JORDAN PLACE, EXECUTIVE DIRECTOR
“Why Haiti?” This is a question I often hear. There are countless homeless veterans, for example, and other groups of individuals in need right here in the United States. It is natural to believe that we must take care of our own people before assisting others. From a certain perspective, this argument makes sense. It can seem wasteful and as if our priorities are out of line if we are leaving the country to help others without helping “our own”. However, I’ve often found these questioners to be more interested in critiquing my desire to serve than in actually helping homeless veterans or others in need. This is how I have generally responded.
First, I explain that understand where they are coming from, but because I’m a Christian, I believe that Americans and Haitians are equally valuable as human beings. One group should never be seen as more or less important than the other. The kingdom of heaven has no geographical boundaries. As a follower of Jesus, I am first and foremost a citizen of heaven.

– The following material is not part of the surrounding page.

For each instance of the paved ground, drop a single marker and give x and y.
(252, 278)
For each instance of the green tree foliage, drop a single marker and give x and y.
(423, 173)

I love living in America and all of the privileges that come with it, but my allegiance to God supersedes any allegiance to my country. His people are my people, and His people include every person on the planet. By serving in Haiti, I am very much “helping my own.”

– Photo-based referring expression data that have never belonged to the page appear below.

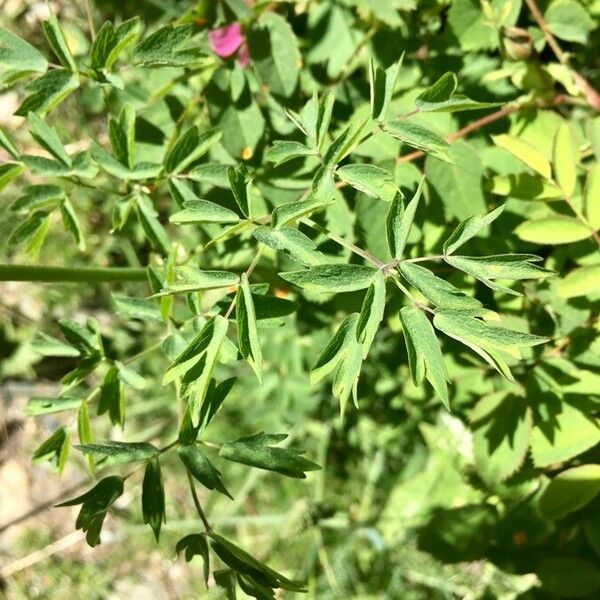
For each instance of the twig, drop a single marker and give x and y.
(342, 242)
(491, 118)
(197, 504)
(591, 94)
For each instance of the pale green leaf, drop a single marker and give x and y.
(16, 53)
(248, 340)
(332, 278)
(553, 230)
(400, 220)
(564, 159)
(438, 291)
(293, 242)
(424, 354)
(370, 179)
(419, 137)
(469, 229)
(526, 153)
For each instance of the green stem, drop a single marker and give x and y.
(70, 274)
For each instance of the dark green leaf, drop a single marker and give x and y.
(248, 339)
(153, 497)
(256, 451)
(55, 450)
(332, 278)
(202, 469)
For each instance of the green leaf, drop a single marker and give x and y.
(55, 450)
(6, 142)
(215, 395)
(112, 398)
(293, 242)
(153, 497)
(564, 435)
(48, 91)
(38, 197)
(58, 43)
(274, 51)
(47, 137)
(282, 151)
(564, 155)
(248, 340)
(525, 187)
(165, 48)
(580, 282)
(47, 405)
(189, 147)
(371, 313)
(569, 21)
(84, 430)
(439, 292)
(569, 577)
(203, 211)
(419, 137)
(136, 308)
(152, 227)
(197, 379)
(382, 82)
(333, 352)
(117, 169)
(469, 229)
(343, 145)
(195, 544)
(191, 279)
(240, 182)
(295, 210)
(526, 153)
(569, 491)
(439, 92)
(370, 179)
(95, 504)
(458, 183)
(82, 168)
(424, 355)
(256, 450)
(16, 53)
(500, 266)
(332, 279)
(487, 341)
(241, 562)
(118, 453)
(8, 172)
(591, 204)
(202, 469)
(399, 221)
(214, 330)
(71, 223)
(111, 41)
(501, 425)
(553, 230)
(47, 345)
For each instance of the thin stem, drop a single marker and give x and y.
(342, 242)
(491, 118)
(248, 273)
(71, 274)
(88, 10)
(425, 258)
(590, 93)
(197, 504)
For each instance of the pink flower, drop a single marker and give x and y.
(228, 40)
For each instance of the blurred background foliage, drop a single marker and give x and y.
(411, 501)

Second, we should not make light of any human suffering. Helping to alleviate the suffering of homeless veterans, for example, is important. This is an issue worth caring about, not simply a talking point to critique of someone’s choice to serve other people groups. Some of us are called to serve homeless U.S. veterans. Some of us are called to serve homeless Haitians. Both of these callings are equally honorable and important. As for me, I believe I was called to the people of Haiti. My choice to serve the Haitian people is an act of obedience to God to serve people He loves. For me, to stay and serve only at home in the US would be to disobey.
This article is an opinion piece. The views and opinions expressed are those of the author, and do not necessarily reflect the views and opinions of Project Piti Pami or any of our partners.